2 PostgreSQL/TimescaleDBのセキュリティ保護

概要

このセクションでは、PostgreSQLデータベースを保護するためのベストプラクティスについて説明します。

基本的なセットアップについては、デフォルトのPostgreSQLデータベースの作成手順を参照してください。この手順には、Zabbixデータベースに対する完全な権限を持つ'zabbix'ユーザーの作成が含まれます。 このユーザーは、Zabbixをアップグレードするときにデータベース構造を変更するために必要な権限も持つデータベース所有者です。

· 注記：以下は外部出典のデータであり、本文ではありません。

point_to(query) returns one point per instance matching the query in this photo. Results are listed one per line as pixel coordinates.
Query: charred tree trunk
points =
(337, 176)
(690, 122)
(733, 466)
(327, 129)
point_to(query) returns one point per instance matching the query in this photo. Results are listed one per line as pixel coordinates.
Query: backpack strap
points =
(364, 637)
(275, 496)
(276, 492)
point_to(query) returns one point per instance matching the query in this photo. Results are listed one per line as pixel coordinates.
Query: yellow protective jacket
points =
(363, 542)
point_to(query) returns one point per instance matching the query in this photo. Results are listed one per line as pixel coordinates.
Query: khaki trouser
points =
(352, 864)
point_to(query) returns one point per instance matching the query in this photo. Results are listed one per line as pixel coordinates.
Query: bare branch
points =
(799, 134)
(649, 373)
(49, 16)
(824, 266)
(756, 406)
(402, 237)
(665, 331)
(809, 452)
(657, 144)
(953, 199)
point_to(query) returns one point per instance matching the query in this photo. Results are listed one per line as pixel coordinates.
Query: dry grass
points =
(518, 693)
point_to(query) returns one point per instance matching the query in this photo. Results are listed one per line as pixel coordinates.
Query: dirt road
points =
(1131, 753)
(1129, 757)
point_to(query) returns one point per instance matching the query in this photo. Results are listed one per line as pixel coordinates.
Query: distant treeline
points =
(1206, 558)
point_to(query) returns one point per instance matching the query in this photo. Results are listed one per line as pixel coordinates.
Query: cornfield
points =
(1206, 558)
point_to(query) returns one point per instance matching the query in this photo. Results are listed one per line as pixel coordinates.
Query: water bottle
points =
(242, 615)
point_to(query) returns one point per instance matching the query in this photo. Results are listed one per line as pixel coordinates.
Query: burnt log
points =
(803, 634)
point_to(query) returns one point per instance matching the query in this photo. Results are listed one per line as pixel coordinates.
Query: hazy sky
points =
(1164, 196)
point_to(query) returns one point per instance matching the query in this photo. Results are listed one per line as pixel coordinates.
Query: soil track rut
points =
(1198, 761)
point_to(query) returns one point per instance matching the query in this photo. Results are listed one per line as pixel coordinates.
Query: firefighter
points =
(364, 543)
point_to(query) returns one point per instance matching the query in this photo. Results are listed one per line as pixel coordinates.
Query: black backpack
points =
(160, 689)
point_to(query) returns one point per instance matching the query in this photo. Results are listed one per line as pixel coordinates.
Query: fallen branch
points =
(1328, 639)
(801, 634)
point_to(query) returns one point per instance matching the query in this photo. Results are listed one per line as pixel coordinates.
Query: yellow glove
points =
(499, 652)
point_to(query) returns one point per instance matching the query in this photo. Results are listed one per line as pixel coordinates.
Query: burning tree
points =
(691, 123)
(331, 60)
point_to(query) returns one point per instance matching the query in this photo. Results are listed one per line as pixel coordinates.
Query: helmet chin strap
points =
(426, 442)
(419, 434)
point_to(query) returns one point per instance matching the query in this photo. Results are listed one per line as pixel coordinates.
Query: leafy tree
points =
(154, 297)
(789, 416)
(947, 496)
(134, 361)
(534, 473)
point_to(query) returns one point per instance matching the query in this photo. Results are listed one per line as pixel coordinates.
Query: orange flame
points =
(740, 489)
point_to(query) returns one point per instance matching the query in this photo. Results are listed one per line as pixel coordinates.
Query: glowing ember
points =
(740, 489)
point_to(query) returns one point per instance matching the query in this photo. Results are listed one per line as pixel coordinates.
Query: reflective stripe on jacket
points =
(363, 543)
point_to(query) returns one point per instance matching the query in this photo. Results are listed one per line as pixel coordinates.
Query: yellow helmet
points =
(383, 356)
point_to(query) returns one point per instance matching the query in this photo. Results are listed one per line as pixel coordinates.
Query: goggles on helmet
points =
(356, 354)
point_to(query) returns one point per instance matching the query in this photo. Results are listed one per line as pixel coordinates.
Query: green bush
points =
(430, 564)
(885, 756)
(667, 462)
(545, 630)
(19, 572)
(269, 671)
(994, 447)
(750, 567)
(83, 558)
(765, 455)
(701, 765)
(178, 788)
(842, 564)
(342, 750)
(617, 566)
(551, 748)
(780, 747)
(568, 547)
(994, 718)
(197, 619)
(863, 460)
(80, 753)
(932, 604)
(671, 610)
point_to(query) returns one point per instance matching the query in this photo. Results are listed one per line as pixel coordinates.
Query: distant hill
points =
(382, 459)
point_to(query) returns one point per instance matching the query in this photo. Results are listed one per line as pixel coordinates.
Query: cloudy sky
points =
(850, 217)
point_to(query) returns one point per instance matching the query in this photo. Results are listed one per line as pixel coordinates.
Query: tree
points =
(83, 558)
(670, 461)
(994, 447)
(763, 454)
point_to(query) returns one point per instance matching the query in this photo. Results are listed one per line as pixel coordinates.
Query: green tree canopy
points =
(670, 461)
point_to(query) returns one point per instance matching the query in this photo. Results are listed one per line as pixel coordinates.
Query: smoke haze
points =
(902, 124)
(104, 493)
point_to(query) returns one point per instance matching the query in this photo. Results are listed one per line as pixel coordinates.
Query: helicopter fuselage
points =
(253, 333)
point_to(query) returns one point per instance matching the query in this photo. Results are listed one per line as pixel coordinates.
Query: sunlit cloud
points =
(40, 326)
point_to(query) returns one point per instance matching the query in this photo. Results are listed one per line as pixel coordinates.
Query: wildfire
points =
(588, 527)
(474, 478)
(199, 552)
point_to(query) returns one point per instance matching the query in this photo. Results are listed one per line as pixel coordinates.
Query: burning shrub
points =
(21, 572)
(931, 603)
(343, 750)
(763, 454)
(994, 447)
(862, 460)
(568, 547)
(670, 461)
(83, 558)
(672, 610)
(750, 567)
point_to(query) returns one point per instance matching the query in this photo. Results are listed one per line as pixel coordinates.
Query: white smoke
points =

セキュリティを強化するには、安全なスキーマ使用パターンを構成し、最小限の権限を持つ追加のデータベースロールとユーザーを作成することをお勧めします。 これらのロールとユーザーは、[最小権限の原則]((/manual/best_practices/security/access_control#principle-of-least-privilege)に基づいて、つまり、意図した機能を実行するために必要な権限のみを設定する必要があります。

データベースのセットアップ

データベース所有者となるユーザーを作成し、Zabbixデータベースを作成します。 データベースの所有者は、データベースの作成で指定されているユーザーです。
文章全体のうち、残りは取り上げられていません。